For a simple approach just reading an udp stream. How would you do that ?
First the library must be added into Codea, right ? And then your above code.
Please an example on the process, as this is something I realy could use instead of my selfmade Processing server in between an udp stream and Codea (http.request() )
Re Peter

@macflyerdk basically yes, the lib needs to be added to codea, and then like above, just for udp you do something like

socket.connect("udp", "someserver", 8000)

if you follow the link I posted above, in the archive that contains the library there is also some sample code for servers and clients for tcp, udp and also multi/broadcast, though those are basically for un*xen and thise use blocking select.
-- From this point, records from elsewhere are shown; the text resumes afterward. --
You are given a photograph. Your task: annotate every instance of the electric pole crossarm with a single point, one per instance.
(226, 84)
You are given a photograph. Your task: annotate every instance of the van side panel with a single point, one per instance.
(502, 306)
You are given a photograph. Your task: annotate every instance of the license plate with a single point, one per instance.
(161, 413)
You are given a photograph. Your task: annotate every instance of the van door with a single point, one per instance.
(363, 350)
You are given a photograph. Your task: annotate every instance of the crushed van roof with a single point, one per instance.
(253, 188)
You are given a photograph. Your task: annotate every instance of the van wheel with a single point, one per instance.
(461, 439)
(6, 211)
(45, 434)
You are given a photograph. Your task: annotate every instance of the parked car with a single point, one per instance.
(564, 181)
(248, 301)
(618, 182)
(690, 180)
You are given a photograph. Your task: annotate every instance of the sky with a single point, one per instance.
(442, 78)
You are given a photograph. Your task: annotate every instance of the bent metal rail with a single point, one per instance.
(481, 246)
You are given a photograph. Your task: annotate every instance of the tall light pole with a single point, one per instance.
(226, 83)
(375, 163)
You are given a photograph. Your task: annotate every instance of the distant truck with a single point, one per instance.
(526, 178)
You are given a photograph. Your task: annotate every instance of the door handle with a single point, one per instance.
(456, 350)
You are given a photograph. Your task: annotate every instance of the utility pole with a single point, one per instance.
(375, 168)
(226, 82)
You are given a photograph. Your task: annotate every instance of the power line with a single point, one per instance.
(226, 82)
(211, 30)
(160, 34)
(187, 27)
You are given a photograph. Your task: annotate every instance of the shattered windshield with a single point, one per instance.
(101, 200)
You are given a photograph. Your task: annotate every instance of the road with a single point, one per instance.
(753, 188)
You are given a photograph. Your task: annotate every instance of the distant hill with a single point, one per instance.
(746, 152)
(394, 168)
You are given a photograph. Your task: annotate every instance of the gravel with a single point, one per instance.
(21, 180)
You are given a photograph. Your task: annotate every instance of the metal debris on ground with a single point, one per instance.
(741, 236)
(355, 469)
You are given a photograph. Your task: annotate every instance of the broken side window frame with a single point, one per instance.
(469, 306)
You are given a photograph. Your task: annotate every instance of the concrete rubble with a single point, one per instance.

But it should give you an idea.

Note that if you add the lib to codea yourself, you should really alter the select function in the c code so that it does not accept a timeout argument and always uses a timeout of zero seconds.

I’d rather see a callback udp-only scheme to match the existing http.request stuff.

Being able to listen on a socket would open a whole new world.

You are able to listen to sockets with this. It basically gives you what you want plus more, except you handle the callback stuff yourself (which is one function call). In the example above, replace “print(sockets[1]:read())” with “mycoolcallback(sockets)” and Bob’s your uncle.

I want to try it out :slight_smile:
What exactly do I need to do in Codea / iPad to install the library ?
I have never messed with these things before, so some help would be appreciated, thanks.

Guess I can then take it from there using your examples and figure out the best way, but first the library etc…

Re Peter

@macflyerdk currently this does not work in codea, it is just a proposal. I don’t know if what I implemented will even build or run on the ipad, it is intended for mac or linux. I have no experience with C Obj-C programming on the ipad, I could try to add this to the runtime, but I don’t see a lot of time for that in the near future…

Ok, fair enough.
But to bad, I had realy hoped to have udp support in Codea.

Right now I have a fairly big and allmost finished simulator panel system to work with X-plane.
Planning on putting it to the AppStore but it is depending on a server running udp and http.request serving.
My homemade server setup works well but is not something that I can ask an App byer to set up.
It includes a Processing udp receiver and chruncher, a virtual volume and a Mamp server running.

So either I go the route and make this in to a standalone server with all build in, or somehow make udp avaivable in Codea.

Hoping for the later :wink:

Re Peter

Edit: Got me thinking that maybe I can use your code for the standalone server in Lua on my Mac. I will give it a try.